Снова наступал вечер. Снова наступала тревожная ночь. "Аврора" вошла в
Неву, это уже теперь точно. Об этом сказал Степан Петрович Суворов.
Вася! Василий Токмаков! Выручай! Не подведи миль-венцев! Пальни по
Керенскому!
И матрос Василий Токмаков не подвел. Пусть не он, а другие произвели
выстрел с "Авроры", но Маврикий видел "Аврору" через кумынинского зятя
Василия.
Еще не было десяти, как грянул выстрел совсем близко от Литейного
проспекта. Это был выстрел не разрушения, а созидания. Выстрел-сигнал,
выстрел-призыв. Ему не отзвучать в поколениях. Священным он будет в веках
потому, что этим выстрелом-символом начался новый счет годам.
Откуда обо всем этом мог знать Маврикий, да и многие другие. Великое
чаще всего бывает простым и обыкновенным...
Однако в грандиозные исторические свершения нередко вкрапливаются
комические подробности. В эту ночь "сын русской революции", нарядившись
чьей-то дочерью, путаясь в юбках, покинул свое Временное правительство и
дунул в Псков, чтобы оттуда начать возвращение невозвратимого.
Об этом люди узнают позднее, а теперь визжат побросавшие оружие
стриженые искательницы острых ощущений и похождений из батальона, верного
неверному Керенскому. Поднявшие руки женщины в гимнастерках обещают
вознаградить победителей, если они пощадят их жизнь. А до их жизни теперь
мало кому дела. Их никто не трогает: они никому не нужны.
Юнкера еще пытаются сопротивляться, но те, что поумнее, давно валяются
в ногах у солдат и матросов. И кому, спрашивается, они верили. Как можно
было ничто принять за что-то.
Хмурый полулежит на своей койке Герасим Петрович Непрелов. Он уже сумел
объяснить пасынку свое поведение нервным возбуждением. Теперь со всеми нужно
быть если не в миру, то хотя бы не в ссоре. И такой щенок может отправить
Герасима Петровича в могилевскую. Если уж посторонний человек Суворов так
защищал пасынка, то что можно ждать от Бархатова.
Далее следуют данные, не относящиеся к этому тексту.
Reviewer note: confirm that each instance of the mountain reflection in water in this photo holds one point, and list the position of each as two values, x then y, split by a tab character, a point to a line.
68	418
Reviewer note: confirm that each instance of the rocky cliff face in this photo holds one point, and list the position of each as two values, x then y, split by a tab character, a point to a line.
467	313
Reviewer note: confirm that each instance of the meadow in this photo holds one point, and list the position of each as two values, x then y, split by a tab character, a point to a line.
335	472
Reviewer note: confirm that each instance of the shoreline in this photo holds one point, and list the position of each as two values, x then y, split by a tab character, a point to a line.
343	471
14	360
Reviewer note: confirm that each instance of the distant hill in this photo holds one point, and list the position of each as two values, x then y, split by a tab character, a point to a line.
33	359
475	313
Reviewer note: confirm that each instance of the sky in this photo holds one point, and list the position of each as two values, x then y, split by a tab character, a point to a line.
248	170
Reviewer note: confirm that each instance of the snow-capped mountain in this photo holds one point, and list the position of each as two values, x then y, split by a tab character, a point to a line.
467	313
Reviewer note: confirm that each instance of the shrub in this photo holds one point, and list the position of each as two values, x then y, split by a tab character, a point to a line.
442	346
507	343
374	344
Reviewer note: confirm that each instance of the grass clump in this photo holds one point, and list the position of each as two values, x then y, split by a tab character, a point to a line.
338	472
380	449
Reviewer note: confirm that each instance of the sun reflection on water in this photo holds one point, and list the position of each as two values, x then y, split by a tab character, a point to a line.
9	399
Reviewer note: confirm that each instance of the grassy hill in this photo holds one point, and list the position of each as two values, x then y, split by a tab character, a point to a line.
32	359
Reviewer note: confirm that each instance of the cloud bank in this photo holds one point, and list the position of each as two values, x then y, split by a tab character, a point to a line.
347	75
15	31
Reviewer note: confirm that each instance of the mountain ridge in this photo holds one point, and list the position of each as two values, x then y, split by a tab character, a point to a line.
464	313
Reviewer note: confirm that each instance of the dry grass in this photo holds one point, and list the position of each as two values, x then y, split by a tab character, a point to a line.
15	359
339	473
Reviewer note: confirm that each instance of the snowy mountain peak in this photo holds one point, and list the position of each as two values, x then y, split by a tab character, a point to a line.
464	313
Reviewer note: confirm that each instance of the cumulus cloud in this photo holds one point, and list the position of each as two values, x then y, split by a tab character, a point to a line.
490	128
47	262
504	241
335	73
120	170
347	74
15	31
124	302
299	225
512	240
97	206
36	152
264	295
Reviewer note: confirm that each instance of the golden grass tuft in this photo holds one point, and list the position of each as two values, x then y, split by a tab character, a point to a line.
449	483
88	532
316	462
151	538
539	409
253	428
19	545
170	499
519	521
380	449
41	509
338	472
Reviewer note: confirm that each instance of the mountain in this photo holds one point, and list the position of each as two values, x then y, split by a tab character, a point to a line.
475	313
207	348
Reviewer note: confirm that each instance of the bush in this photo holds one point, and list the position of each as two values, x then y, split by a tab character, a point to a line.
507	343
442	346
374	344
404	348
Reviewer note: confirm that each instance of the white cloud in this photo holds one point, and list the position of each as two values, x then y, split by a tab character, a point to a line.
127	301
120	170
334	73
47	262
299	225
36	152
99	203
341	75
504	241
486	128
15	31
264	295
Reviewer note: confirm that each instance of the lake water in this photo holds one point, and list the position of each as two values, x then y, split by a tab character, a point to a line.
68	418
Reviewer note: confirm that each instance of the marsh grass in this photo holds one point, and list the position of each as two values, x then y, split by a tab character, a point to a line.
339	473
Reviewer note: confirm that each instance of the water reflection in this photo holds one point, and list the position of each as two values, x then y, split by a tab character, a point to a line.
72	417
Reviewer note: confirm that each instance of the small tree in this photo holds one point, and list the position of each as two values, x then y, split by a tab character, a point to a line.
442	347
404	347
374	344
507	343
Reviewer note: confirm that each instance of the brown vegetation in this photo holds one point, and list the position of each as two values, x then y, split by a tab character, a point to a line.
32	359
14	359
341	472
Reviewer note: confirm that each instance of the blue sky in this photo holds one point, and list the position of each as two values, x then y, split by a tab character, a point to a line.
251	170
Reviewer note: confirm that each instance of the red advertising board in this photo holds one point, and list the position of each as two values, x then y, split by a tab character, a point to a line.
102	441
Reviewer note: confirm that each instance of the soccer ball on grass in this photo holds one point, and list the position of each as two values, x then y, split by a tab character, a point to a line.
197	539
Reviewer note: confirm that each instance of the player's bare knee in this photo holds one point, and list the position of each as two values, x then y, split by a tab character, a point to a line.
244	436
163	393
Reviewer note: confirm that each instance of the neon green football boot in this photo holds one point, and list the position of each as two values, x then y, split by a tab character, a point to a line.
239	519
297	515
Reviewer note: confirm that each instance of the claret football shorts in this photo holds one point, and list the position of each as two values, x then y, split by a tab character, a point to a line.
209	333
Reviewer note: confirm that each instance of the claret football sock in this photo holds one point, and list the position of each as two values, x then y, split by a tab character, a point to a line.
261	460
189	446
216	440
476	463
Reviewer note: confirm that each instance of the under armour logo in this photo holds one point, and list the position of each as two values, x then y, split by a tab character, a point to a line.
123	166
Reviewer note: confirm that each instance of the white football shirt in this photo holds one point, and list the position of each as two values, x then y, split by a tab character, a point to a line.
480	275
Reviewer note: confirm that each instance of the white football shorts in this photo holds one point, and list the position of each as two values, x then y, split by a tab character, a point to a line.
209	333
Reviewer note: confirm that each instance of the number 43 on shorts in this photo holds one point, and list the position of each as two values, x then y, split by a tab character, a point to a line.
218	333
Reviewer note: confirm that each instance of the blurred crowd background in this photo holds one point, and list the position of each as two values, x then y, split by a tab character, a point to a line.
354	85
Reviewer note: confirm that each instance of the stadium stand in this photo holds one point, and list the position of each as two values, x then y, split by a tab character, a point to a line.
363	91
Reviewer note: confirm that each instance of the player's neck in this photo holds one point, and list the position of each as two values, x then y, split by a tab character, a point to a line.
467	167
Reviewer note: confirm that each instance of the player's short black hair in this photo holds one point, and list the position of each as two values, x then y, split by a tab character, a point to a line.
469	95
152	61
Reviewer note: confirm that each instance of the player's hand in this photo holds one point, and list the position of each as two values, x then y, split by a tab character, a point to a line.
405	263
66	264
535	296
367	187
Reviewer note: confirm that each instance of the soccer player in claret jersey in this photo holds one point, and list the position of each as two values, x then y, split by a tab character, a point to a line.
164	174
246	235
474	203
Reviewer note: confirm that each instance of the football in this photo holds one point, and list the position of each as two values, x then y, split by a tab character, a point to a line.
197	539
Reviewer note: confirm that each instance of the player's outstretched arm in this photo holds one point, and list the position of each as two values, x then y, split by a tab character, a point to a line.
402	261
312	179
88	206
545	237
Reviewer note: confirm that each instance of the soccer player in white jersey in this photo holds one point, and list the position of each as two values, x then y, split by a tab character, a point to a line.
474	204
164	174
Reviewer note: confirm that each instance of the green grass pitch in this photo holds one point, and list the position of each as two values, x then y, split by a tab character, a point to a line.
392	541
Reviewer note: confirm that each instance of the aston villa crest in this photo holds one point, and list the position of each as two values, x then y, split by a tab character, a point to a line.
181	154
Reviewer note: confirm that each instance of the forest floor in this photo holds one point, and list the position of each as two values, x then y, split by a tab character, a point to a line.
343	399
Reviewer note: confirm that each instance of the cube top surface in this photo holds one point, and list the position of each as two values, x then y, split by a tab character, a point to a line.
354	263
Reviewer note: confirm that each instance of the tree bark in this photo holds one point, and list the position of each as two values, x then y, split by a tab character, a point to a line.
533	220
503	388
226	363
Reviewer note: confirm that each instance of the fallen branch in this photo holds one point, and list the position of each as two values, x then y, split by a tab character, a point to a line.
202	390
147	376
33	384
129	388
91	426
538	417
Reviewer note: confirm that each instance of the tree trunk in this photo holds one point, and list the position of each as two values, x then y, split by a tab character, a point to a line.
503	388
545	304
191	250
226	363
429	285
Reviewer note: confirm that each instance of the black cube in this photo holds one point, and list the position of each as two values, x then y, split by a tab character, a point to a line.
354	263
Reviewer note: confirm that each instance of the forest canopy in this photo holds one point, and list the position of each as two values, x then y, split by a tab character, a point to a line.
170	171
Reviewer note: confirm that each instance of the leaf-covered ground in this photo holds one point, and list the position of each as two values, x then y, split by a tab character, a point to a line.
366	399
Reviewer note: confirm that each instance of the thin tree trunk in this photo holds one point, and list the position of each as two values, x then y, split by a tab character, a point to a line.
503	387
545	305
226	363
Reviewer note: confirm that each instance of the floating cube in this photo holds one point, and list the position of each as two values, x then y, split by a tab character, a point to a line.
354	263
Маврикий не простил и не простит отчиму побоев, но ведь он муж его
матери. С этим приходится считаться. Да и не так уж много дней остается жить
вместе. Вернется он в Мильву, поступит работать на завод. Переедет жить к
тете Кате, и у них будет та самая семья, которая виделась ему в первый
приезд Ивана Макаровича в старом дедушкином доме.
Утром, когда на отрывном календаре в комнате казармы еще не был оторван
листок 25 октября, а было уже 26-е, пришел Степан Петрович и сказал:
- Временное правительство арестовано...
- Этого и следовало бы ожидать, - сказал с какой-то угодливостью
Герасим Петрович.
Суворов зашел ненадолго. Он взял свой чемодан, заплечный мешок и
сказал:
- Прощай, товарищ Толлин. Желаю тебе расти в том же направлении. А
вам, - обратился он к Герасиму Петровичу, - желаю правильно понять и оценить
то, что произошло вчера и сегодня. Прощайте. Ухожу командовать
артиллерийским дивизионом.
Долго было тихо в комнате после ухода Суворова. Ни Маврикию, ни
Герасиму Петровичу не хотелось начинать разговор. Да и не о чем было
разговаривать. Все сказано и в этой комнате, и за ее стенами.